Peter Smith

Personal information
- Born: 25 November 1958 (age 66)

Playing information
- Position: Second-row, Prop
Club
| Years | Team | Pld | T | G | FG | P |
| 1979–80 | Canterbury Bulldogs | 19 | 0 | 0 | 0 | 0 |
| 1982–83 | South Sydney | 29 | 2 | 0 | 0 | 6 |
| 1984–86 | Illawarra Steelers | 38 | 0 | 0 | 0 | 0 |
| 1986–87 | Leeds | 25 | 0 | 0 | 0 | 0 |
| 1988–89 | Gold Coast-Tweed Giants | 25 | 0 | 0 | 0 | 0 |
|  | Total | 136 | 2 | 0 | 0 | 6 |
- Source:

= Peter Smith (rugby league, born 1958) =

Australian rugby league footballer

Peter Smith is an Australian former professional rugby league footballer who played in the 1970s and 1980s. He played for the Gold Coast, Canterbury-Bankstown, South Sydney and Illawarra in the New South Wales Rugby League (NSWRL) competition. Smith also played for Leeds in England.

==Playing career==
Smith made his first grade debut for Canterbury-Bankstown in round 13 1979 against North Sydney at North Sydney Oval. Canterbury would go on to reach the 1979 NSWRL Grand Final against St. George but were defeated 17–13 at the Sydney Cricket Ground. Smith played at second-row in the match.

In 1980, Smith missed out on playing in Canterbury's premiership winning team which defeated Eastern Suburbs in the grand final but he did play in the reserve grade premiership team which defeated Parramatta.

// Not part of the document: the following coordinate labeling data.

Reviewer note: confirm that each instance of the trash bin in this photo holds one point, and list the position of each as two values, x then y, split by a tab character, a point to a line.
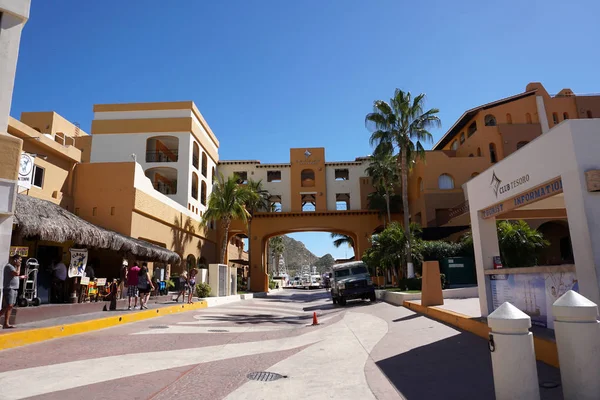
459	271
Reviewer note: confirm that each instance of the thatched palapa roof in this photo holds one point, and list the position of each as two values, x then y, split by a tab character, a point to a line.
48	221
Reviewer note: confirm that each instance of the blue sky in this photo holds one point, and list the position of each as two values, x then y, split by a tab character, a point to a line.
269	75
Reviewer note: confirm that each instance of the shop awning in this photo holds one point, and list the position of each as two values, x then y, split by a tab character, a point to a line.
48	221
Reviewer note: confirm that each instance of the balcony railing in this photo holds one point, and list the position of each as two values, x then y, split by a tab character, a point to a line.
159	156
166	188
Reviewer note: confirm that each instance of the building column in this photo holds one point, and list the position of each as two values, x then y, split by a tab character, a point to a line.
485	243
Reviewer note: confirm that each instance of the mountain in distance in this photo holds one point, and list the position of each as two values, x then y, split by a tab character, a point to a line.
296	256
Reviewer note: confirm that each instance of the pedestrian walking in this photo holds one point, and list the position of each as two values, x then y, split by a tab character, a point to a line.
192	284
145	286
132	280
10	288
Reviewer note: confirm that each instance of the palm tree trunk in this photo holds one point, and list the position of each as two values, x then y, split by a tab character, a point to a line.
404	173
226	224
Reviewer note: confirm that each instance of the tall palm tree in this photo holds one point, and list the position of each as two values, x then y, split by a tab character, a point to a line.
383	172
402	126
341	239
277	248
258	200
226	203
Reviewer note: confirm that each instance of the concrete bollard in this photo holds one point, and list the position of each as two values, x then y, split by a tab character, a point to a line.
577	331
513	356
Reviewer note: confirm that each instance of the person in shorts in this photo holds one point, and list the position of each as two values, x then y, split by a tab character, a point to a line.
10	288
132	281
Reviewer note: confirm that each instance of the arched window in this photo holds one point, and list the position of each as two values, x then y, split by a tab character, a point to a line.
307	178
490	120
493	156
204	165
195	185
445	182
472	129
203	193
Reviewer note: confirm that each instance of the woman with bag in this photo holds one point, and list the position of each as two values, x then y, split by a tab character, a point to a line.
145	286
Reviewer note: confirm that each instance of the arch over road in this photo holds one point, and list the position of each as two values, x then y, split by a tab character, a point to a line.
359	225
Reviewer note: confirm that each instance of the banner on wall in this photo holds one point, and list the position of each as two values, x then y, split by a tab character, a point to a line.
533	294
79	258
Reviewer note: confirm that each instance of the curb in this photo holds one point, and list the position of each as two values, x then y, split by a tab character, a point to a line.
545	350
29	336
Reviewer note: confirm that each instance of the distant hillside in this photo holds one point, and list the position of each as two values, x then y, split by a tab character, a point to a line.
296	255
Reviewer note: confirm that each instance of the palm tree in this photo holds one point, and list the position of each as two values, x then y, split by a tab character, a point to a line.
226	203
258	200
277	247
402	126
341	239
382	170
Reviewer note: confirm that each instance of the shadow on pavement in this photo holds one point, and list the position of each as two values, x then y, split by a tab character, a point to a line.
455	368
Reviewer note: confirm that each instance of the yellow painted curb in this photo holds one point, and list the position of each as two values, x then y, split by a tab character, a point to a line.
545	350
22	338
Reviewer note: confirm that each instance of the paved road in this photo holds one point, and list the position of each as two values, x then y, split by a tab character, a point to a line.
363	351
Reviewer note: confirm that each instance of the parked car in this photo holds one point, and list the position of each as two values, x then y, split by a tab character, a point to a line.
351	281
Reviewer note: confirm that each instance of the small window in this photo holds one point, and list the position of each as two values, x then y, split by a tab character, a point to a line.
445	182
472	129
242	177
273	176
490	120
493	156
342	175
38	176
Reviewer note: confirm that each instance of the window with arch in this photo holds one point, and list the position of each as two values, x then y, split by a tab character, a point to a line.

In 1982, Smith joined South Sydney after finding opportunities limited at Canterbury. Smith spent two years at Souths where he found more game time before signing with Illawarra.

Smith spent three seasons at Illawarra, in two of those three seasons the club finished last on the table. During the off season, Smith spent one year with Leeds in England before returning to Australia and signing with the new Gold Coast team which were admitted into the competition for the 1988 season.

Smith played in the club's first game which came against his former club Canterbury in round 1 1988 at the Seagulls Stadium and ended in a 21–10 loss. Smith spent two years at the Gold Coast where they narrowly avoided the wooden spoon before retiring.